W końcu pokaże Rio jego dzieci.

Byłam taka szczęśliwa. Następnego dnia mieliśmy już być na miejscu.

-Santiago, Tuzla!- zawołałam moje małe szczęścia- Jutro zobaczymy się z ciocią Nairobi, ciocią Alią, ciocią Hope, wujkiem Helsinki, wujkiem Profesorem i tatusiem.

-Ty tez sie tak cholernie cieszysz?- spytał mnie Denver.

-I ciocią Tokio.- dodałam po namyśle- Tak, Denver cieszę sie tak samo. Po dwóch latach zobaczę w końcu Rio!

Denver porwał mnie w objęcia. Zaczęliśmy tańczyć do muzyki, która leciała w radiu.

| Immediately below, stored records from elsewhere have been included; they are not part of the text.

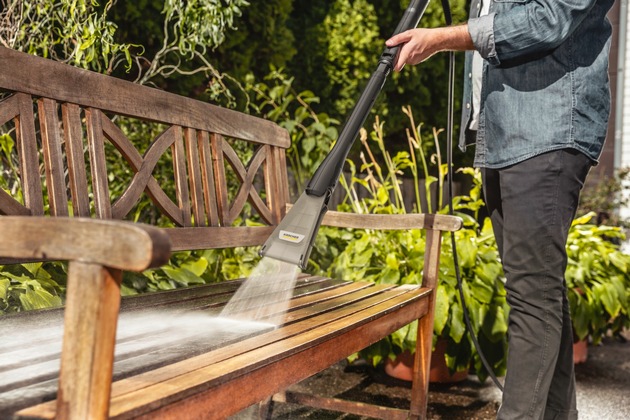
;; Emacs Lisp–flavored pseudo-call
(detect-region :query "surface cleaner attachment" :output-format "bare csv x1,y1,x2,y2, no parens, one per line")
260,0,429,269
260,193,328,269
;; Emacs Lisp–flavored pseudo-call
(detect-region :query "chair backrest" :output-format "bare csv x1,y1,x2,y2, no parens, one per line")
0,47,290,249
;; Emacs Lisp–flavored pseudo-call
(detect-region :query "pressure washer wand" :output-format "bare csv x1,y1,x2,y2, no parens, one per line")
260,0,429,269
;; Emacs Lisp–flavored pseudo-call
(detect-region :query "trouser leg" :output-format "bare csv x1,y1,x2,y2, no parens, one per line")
483,149,591,420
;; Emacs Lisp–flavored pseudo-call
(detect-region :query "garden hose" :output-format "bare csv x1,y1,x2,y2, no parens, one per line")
442,0,503,392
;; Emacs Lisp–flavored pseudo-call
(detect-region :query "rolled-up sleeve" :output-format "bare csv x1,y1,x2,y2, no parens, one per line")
468,13,500,65
468,0,598,65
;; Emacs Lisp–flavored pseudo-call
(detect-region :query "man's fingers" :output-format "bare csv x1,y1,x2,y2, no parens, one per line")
385,31,411,47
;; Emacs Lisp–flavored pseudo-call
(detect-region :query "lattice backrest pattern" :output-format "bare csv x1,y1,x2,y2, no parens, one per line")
0,47,290,226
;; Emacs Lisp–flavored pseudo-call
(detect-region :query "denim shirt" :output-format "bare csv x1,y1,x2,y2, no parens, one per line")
459,0,614,169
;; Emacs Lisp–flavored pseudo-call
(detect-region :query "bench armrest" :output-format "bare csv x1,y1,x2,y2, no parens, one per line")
322,211,462,232
0,216,171,271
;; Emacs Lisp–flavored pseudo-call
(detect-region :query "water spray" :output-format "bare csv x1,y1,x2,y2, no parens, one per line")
260,0,429,269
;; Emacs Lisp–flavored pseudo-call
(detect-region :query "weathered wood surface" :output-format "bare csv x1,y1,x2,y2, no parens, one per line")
0,216,171,271
0,47,290,240
0,275,430,418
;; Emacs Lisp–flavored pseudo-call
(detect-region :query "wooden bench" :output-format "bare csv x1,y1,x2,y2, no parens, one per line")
0,47,460,420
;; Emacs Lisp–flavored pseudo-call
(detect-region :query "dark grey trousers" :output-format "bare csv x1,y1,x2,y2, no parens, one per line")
482,149,592,420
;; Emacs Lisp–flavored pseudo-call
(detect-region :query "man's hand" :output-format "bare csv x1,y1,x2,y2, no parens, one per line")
385,25,475,71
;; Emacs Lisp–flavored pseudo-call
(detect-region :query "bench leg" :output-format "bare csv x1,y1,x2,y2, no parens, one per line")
409,229,442,419
57,262,122,419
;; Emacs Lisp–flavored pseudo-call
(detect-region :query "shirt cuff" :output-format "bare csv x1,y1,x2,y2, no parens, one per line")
468,13,501,66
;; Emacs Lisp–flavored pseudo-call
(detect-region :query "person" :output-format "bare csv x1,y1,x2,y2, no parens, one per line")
386,0,614,420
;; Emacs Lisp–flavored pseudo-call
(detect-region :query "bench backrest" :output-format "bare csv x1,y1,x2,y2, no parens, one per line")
0,47,290,250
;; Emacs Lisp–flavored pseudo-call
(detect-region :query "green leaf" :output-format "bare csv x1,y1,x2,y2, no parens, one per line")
449,305,466,343
433,283,450,336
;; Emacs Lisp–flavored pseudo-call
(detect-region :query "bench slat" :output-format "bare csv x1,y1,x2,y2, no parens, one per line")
110,290,427,418
12,282,427,417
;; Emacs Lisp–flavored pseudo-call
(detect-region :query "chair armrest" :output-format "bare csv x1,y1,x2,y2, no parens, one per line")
322,211,462,232
0,216,171,271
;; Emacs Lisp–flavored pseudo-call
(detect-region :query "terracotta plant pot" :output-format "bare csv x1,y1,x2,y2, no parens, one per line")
385,340,468,383
573,339,588,365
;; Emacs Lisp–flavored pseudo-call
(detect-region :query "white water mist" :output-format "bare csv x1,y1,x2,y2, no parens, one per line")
221,257,300,325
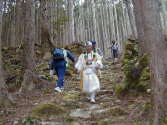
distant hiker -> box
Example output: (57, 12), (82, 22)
(91, 41), (103, 78)
(91, 41), (103, 57)
(75, 41), (103, 103)
(50, 48), (75, 92)
(109, 40), (118, 64)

-Mama i wujek tancza.- powiedziała Tuzla. Słodziutka dziewczynka.

-Chcesz z nami?-spytałam, a malutka pokręciła głową i uciekła.

-Ja cie.- podszedł do nas Santiago i wyciągnął rączki w moją stronę. Chwyciłam go i zaczełam się kręcić. Potem podałam chłopca Denverowi, który zaczął go lekko podrzucac.

To była ich ulubiona zabawa. Jednak ja się bałam, że może Denver upuści mojego małego chłopczyka, więc szybko zabrałam Santiago, a Denver się zaśmiał.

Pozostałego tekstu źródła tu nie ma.